Several other companies have stepped up their involvement with the event this year. PGA Tour sponsors Charles Schwab and Buick have taken large hospitality roles, with tents. Goin said tent prices start at $60,000. Fidelity National Financial has also come on as a first-time hospitality sponsor.
For Buick, the buy gives it a hospitality presence again at a PGA Tour event in the Southeast. It ceased being title sponsor of the Buick Challenge in Pine Mountain, Ga., after the 2002 season.

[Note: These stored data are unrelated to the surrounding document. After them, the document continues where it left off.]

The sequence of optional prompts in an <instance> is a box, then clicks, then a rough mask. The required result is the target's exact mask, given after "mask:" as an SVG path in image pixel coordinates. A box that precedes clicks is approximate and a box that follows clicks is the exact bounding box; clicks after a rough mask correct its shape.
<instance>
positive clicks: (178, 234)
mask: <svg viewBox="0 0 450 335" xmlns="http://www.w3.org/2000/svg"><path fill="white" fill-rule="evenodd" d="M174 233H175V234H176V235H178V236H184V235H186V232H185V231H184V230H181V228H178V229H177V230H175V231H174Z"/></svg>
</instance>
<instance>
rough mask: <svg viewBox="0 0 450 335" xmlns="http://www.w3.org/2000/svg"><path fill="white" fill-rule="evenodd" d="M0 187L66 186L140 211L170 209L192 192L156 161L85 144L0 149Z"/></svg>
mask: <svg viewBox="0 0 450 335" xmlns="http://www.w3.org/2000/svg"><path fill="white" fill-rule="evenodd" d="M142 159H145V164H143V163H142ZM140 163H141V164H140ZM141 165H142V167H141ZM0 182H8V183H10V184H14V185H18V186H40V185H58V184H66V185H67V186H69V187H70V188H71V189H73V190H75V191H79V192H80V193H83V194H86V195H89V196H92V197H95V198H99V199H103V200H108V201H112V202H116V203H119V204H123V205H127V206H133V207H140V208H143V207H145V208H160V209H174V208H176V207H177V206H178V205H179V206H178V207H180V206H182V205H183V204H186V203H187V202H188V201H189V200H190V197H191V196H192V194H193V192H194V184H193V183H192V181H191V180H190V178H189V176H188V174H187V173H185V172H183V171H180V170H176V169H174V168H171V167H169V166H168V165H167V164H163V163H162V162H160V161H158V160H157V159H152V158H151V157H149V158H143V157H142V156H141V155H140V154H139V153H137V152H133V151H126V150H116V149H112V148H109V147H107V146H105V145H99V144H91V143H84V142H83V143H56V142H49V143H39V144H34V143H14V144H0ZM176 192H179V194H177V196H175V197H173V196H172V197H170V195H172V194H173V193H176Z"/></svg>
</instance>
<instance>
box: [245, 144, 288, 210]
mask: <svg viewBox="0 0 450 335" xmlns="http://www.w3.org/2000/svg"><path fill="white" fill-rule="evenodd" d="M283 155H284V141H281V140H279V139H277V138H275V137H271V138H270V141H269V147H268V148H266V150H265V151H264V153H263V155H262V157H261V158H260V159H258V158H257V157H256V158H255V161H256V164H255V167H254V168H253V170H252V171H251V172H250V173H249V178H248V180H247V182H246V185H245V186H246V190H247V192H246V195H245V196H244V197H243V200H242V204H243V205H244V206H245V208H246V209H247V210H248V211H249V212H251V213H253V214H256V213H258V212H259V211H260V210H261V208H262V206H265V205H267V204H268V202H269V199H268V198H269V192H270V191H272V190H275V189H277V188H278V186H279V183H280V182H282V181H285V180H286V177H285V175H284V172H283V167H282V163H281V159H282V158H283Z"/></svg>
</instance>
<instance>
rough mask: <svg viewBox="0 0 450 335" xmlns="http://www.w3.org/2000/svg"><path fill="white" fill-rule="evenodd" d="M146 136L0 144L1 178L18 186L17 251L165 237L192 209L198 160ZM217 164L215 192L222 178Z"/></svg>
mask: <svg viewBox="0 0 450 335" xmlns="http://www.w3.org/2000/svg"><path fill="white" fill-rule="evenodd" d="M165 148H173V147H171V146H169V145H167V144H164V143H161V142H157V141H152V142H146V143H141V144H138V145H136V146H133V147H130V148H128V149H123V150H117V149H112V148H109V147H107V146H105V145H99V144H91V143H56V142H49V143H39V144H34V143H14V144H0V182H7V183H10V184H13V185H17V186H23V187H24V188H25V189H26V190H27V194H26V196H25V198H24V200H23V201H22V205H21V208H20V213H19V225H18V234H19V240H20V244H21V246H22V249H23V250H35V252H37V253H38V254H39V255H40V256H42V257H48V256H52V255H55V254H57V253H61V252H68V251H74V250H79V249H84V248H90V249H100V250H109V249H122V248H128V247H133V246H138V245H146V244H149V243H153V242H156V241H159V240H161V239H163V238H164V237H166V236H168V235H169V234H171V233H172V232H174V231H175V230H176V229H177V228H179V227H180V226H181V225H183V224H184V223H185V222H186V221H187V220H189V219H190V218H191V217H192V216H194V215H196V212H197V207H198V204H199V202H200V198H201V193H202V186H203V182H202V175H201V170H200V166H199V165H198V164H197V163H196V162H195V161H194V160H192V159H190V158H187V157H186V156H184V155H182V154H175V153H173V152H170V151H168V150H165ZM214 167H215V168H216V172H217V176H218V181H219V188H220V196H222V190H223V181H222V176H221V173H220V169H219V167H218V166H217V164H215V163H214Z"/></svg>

The tournament has grown financially in the past several years, giving $2 million to charity last year, up from $1.3 million in 2000. PGA Tour events are run as nonprofits and give earnings to charity. Goin said the event now sells 75 skyboxes that range from $24,000 to $40,000, up from 55 in 2000. And it sells 24 tents, up from 17. It had the highest purse of any event last year, $6.5 million.
In addition to its print media sponsorship and its hospitality venues at the 18th green, the 17th green, the 8th green and the junction of the 11th and 15th holes, PricewaterhouseCoopers will be involved in several events during tournament week, including an executive forum and corporate luncheon on Wednesday in support of the First Tee, a golf outreach initiative of the World Golf Foundation. Seven college freshmen who have won First Tee scholarships will attend the event.
Adrian Ornik, PricewaterhouseCoopers' director of U.S. markets, did not return a request for comment. PricewaterhouseCoopers is in its eighth year as the "official professional services firm" of the PGA Tour.